Миша явился на передачу, что называется, at his best. На нем были сиреневая рубашка, оранжевая бабочка, зеленая жилетка и красный пиджак, а на носу — пенсне, делавшее презрительный взгляд еще более презрительным. Несмотря на то что на иврите Миша говорил, как классический татарский дворник по-русски, в дискуссии с Йорамом Канюком он победил нокаутом. Для начала Миша выдвинул короткий, но хлесткий тезис о том, что никакой литературы в Израиле нет вообще. Это, как можно было догадаться, не очень понравилось Канюку, который, бедолага, на полном серьезе запилил речь в защиту родной словесности. Миша слушал его, глядя сквозь пенсне, мало что понимал, да это ему было и не нужно. Когда Канюк закончил, Генделев важно произнес на иврите: «Как говорила моя бабушка, — и продолжил по-русски: — „неглиже с отвагой“!»
Канюк еще долго брызгал слюной, пытаясь доказать, что Миша не русский еврей, а выродок, и почему-то все время приводил в пример какого-то партизана Яшку, с которым вместе воевал в 1948-м и который очень эффективно херачил арабов из пулемета «Стен». Ведущий культурной программы был откровенно счастлив.
Как-то раз мой аргентинский приятель[100], проживший много лет в Бразилии, рассказал, что бразильская сгущенка не могла заменить ему аргентинской: «Понимаешь, вкусы, усвоенные в детстве, очень сильны». Набоков назвал русский продуктовый магазин за границей «кунсткамерой отечественной гастрономии». Это верно и сегодня. Русский продмаг, будь он в Тель-Авиве, Берлине или Нью-Йорке, удивляет коллекцией ностальгических продуктов. Русский гастрономический натиск привел в Израиле к двум серьезным подвижкам: повсеместному распространению черного хлеба и победе некошерных магазинов в борьбе с религиозным лобби.

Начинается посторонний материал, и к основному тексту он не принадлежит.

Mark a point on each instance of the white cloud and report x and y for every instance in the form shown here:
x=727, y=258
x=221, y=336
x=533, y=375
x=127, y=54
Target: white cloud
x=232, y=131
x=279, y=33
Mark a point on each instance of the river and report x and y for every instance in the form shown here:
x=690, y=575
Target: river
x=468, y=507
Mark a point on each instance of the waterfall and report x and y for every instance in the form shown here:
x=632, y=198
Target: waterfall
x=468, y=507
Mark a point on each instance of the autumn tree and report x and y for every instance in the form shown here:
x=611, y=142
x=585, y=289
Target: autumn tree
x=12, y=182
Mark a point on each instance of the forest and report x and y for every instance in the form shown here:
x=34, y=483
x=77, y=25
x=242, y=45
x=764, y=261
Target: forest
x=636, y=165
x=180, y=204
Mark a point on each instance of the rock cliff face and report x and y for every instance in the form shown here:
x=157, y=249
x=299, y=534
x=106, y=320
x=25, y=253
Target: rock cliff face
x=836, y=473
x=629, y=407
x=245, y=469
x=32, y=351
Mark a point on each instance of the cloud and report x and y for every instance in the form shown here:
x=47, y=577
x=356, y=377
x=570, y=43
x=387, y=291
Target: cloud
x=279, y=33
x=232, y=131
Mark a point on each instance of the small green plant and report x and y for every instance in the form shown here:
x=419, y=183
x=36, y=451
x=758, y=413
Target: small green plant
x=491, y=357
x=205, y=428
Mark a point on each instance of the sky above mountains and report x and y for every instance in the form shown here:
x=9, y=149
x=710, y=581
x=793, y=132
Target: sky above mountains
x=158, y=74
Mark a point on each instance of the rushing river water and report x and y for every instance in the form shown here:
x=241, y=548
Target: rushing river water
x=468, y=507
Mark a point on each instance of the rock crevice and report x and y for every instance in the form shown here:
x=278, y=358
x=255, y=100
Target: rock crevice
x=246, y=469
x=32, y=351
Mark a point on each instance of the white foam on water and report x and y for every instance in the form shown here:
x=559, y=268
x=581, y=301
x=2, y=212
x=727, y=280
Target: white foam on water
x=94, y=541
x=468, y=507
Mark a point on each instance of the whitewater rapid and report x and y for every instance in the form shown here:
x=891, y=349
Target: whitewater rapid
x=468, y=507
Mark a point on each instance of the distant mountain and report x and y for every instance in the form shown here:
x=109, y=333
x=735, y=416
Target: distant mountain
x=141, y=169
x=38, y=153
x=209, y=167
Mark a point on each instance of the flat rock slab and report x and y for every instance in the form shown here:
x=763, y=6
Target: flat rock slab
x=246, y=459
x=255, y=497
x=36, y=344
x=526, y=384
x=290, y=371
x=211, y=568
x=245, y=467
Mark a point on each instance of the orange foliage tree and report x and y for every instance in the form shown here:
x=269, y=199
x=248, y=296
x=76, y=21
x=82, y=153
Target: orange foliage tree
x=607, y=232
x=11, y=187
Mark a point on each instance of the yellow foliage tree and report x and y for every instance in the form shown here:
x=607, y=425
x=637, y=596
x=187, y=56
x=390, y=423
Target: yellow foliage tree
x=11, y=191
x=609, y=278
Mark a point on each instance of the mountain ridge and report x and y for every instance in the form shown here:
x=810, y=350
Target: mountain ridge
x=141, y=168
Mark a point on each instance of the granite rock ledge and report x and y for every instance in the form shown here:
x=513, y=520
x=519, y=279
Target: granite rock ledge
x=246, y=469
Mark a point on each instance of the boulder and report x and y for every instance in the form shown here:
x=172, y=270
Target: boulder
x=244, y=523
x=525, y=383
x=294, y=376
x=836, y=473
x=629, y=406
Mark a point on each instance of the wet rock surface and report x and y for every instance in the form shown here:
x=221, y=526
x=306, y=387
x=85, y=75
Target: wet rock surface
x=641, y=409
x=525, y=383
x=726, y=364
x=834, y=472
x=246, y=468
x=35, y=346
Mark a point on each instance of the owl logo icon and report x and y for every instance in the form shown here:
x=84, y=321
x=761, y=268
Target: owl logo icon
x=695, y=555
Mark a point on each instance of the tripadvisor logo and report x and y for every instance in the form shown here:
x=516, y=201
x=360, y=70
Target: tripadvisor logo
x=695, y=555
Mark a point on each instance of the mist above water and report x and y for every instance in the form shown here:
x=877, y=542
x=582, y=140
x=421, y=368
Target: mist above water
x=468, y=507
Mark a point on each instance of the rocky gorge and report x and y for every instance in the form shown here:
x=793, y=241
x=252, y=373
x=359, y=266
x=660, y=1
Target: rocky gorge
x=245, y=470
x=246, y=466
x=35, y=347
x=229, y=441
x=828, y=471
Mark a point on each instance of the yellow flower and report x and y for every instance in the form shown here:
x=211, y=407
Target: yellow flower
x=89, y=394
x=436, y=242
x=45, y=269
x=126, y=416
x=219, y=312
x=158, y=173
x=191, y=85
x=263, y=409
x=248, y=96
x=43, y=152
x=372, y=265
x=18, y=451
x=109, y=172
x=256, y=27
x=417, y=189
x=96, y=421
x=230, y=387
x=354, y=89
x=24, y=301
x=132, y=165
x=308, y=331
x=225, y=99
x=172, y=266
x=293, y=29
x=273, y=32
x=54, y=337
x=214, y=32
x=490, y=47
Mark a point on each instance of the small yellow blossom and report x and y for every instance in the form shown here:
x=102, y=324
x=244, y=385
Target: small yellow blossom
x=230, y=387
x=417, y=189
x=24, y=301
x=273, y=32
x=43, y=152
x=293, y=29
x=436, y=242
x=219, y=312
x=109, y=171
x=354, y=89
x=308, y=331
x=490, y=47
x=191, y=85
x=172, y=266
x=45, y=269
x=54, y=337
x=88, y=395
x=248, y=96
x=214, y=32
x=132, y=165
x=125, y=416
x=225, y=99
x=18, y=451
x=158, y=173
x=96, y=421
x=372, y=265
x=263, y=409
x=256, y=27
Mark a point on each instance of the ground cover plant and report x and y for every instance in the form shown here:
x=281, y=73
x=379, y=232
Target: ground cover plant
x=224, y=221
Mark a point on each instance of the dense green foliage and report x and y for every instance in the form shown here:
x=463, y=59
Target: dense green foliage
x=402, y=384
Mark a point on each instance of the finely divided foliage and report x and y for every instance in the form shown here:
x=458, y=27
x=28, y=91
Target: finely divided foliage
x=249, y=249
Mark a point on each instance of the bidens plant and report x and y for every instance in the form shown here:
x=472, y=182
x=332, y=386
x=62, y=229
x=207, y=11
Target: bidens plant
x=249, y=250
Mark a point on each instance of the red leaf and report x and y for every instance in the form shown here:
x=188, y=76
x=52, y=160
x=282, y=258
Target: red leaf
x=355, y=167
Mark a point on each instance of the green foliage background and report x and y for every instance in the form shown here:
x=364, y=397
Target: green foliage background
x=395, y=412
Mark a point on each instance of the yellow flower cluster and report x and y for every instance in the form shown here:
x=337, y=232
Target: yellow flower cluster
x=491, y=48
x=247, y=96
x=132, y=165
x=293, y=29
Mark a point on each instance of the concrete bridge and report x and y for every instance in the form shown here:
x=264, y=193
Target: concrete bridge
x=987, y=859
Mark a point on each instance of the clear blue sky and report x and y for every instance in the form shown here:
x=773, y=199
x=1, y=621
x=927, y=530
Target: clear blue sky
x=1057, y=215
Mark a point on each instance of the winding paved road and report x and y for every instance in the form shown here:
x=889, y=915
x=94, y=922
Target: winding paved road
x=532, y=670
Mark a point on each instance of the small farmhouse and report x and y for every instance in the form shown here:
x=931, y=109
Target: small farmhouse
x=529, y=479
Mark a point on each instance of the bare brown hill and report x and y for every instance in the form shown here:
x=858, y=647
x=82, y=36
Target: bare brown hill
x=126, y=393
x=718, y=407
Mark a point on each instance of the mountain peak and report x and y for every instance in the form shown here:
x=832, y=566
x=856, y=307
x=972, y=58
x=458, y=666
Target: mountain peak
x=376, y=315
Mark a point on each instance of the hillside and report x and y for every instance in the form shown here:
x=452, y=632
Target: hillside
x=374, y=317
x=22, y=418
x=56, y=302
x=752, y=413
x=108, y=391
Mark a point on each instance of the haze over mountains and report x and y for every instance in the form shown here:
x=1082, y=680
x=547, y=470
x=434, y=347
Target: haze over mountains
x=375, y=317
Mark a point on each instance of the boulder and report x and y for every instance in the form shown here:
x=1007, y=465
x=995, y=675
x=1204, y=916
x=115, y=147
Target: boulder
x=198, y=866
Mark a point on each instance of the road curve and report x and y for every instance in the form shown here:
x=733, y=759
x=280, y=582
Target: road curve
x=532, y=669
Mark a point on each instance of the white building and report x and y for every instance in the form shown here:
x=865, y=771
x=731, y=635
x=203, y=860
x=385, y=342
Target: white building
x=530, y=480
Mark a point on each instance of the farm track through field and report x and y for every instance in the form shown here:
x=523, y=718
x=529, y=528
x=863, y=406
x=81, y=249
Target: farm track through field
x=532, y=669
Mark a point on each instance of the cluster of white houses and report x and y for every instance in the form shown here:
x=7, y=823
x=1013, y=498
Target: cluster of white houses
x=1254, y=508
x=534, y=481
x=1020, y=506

Русским в Израиле осталось недолго. Я рассказывал на страницах этого журнала, как осознал вдруг, что нет больше в Израиле польской общины. Умрет и русская. Потому что дети русских родителей в Израиле сами уже — не русские. Есть ли здесь парадокс? Думаю, что нет. Ведь бытие хоть и не полностью, но очень сильно определяет сознание. И национальный характер.
I
В августе 1988-го надо мной стебался весь Коктебель. Отгородившись зыбким экраном сосредоточенности от девушек, моря и болтовни, я учил польский язык, который сулил мне в ближайшем будущем такие приключения, что любой пляжный роман казался рядом с ними детсадовской забавой. Но я не был суперменом, только строил его из себя. Поэтому детсадовская забава меня нашла, и я оказался по уши втянут в любовный треугольник при участии будущего писателя и ресторатора Димы Липскерова. В результате польским я тоже овладел, но так себе, на троечку. В любви не следует разбрасываться.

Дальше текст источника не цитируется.